Open Source AI News & Updates

EleutherAI Creates Massive Licensed Dataset to Train Competitive AI Models Without Copyright Issues

EleutherAI released The Common Pile v0.1, an 8-terabyte dataset of licensed and open-domain text developed over two years with multiple partners. The dataset was used to train two AI models that reportedly perform comparably to models trained on copyrighted data, addressing legal concerns in AI training practices.

Hugging Face Releases Lightweight Open-Source Robotics AI Model SmolVLA

Hugging Face has released SmolVLA, a 450 million parameter open-source AI model for robotics that can run on consumer hardware like MacBooks. The model is designed to democratize access to vision-language-action capabilities for robotics and outperforms larger models in both virtual and real-world environments. SmolVLA features an asynchronous inference stack that allows robots to respond more quickly by separating action processing from sensory input processing.

Hugging Face launches open-source humanoid robots HopeJR and Reachy Mini

Hugging Face announced two new open-source humanoid robots: HopeJR, a full-size robot with 66 degrees of freedom priced at $3,000, and Reachy Mini, a desktop unit costing $250-$300. The company aims to democratize robotics by making affordable, open-source alternatives to prevent dominance by big players with "dangerous black-box systems."

DeepSeek Releases Efficient R1 Distilled Model That Runs on Single GPU

DeepSeek released a smaller, distilled version of its R1 reasoning AI model called DeepSeek-R1-0528-Qwen3-8B that can run on a single GPU while maintaining competitive performance on math benchmarks. The model outperforms Google's Gemini 2.5 Flash on certain tests and nearly matches Microsoft's Phi 4, requiring significantly less computational resources than the full R1 model. It's available under an MIT license for both academic and commercial use.

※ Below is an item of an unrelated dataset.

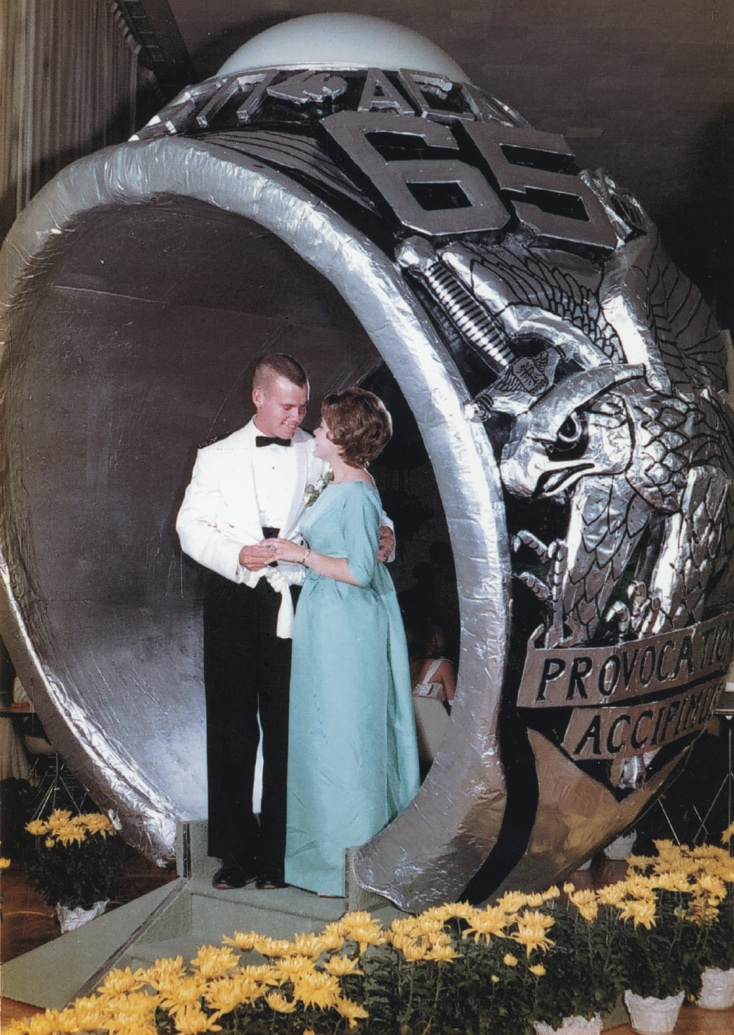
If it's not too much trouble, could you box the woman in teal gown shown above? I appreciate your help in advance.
[268,388,419,895]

DeepSeek Releases Updated R1 Reasoning Model with MIT License on Hugging Face

Chinese AI startup DeepSeek has released an updated version of its R1 reasoning AI model on Hugging Face under a permissive MIT license, allowing commercial use. The updated model contains 685 billion parameters, making it a substantial upgrade that requires significant computational resources to run.

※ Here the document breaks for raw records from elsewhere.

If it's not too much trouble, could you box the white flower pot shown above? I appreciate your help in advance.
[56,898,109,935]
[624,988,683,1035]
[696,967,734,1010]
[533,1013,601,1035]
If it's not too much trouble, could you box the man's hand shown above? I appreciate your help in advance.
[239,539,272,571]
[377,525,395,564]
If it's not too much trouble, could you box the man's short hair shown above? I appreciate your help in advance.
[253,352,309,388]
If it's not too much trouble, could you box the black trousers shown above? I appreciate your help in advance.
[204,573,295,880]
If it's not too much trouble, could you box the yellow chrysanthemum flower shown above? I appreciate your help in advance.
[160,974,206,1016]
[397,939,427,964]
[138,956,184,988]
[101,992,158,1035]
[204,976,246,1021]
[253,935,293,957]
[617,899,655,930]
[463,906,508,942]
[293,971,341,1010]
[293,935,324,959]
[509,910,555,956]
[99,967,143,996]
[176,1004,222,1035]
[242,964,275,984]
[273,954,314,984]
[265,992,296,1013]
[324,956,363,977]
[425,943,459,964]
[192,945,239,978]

Hugging Face Releases Open Source Computer-Using AI Agent

Hugging Face has released Open Computer Agent, a freely available cloud-hosted AI agent that can operate a Linux virtual machine with preinstalled applications including Firefox. The agent can handle simple tasks like web searches but struggles with more complex operations and CAPTCHA tests, demonstrating both the progress and limitations of current open-source agentic systems.

Anthropic Issues DMCA Takedown for Claude Code Reverse-Engineering Attempt

Anthropic has issued DMCA takedown notices to a developer who attempted to reverse-engineer and release the source code for its AI coding tool, Claude Code. This contrasts with OpenAI's approach to its competing Codex CLI tool, which is available under an Apache 2.0 license that allows for distribution and modification, gaining OpenAI goodwill among developers who have contributed dozens of improvements.

OpenAI Developing Open Model with Cloud Model Integration Capabilities

OpenAI is preparing to release its first truly "open" AI model in five years, which will be freely available for download rather than accessed through an API. The model will reportedly feature a "handoff" capability allowing it to connect to OpenAI's more powerful cloud-hosted models when tackling complex queries, potentially outperforming other open models while still integrating with OpenAI's premium ecosystem.

OpenAI Announces Plans for First 'Open' Language Model Since GPT-2

OpenAI has announced plans to release its first 'open' language model since GPT-2 in the coming months, with a focus on reasoning capabilities similar to o3-mini. The company is actively seeking feedback from developers, researchers, and the broader community through a form on its website and upcoming developer events in San Francisco, Europe, and Asia-Pacific regions.

Altman Admits OpenAI Falling Behind, Considers Open-Sourcing Older Models

In a Reddit AMA, OpenAI CEO Sam Altman acknowledged that Chinese competitor DeepSeek has reduced OpenAI's lead in AI and admitted that OpenAI has been "on the wrong side of history" regarding open source. Altman suggested the company might reconsider its closed source strategy, potentially releasing older models, while also revealing his growing belief that AI recursive self-improvement could lead to a "fast takeoff" scenario.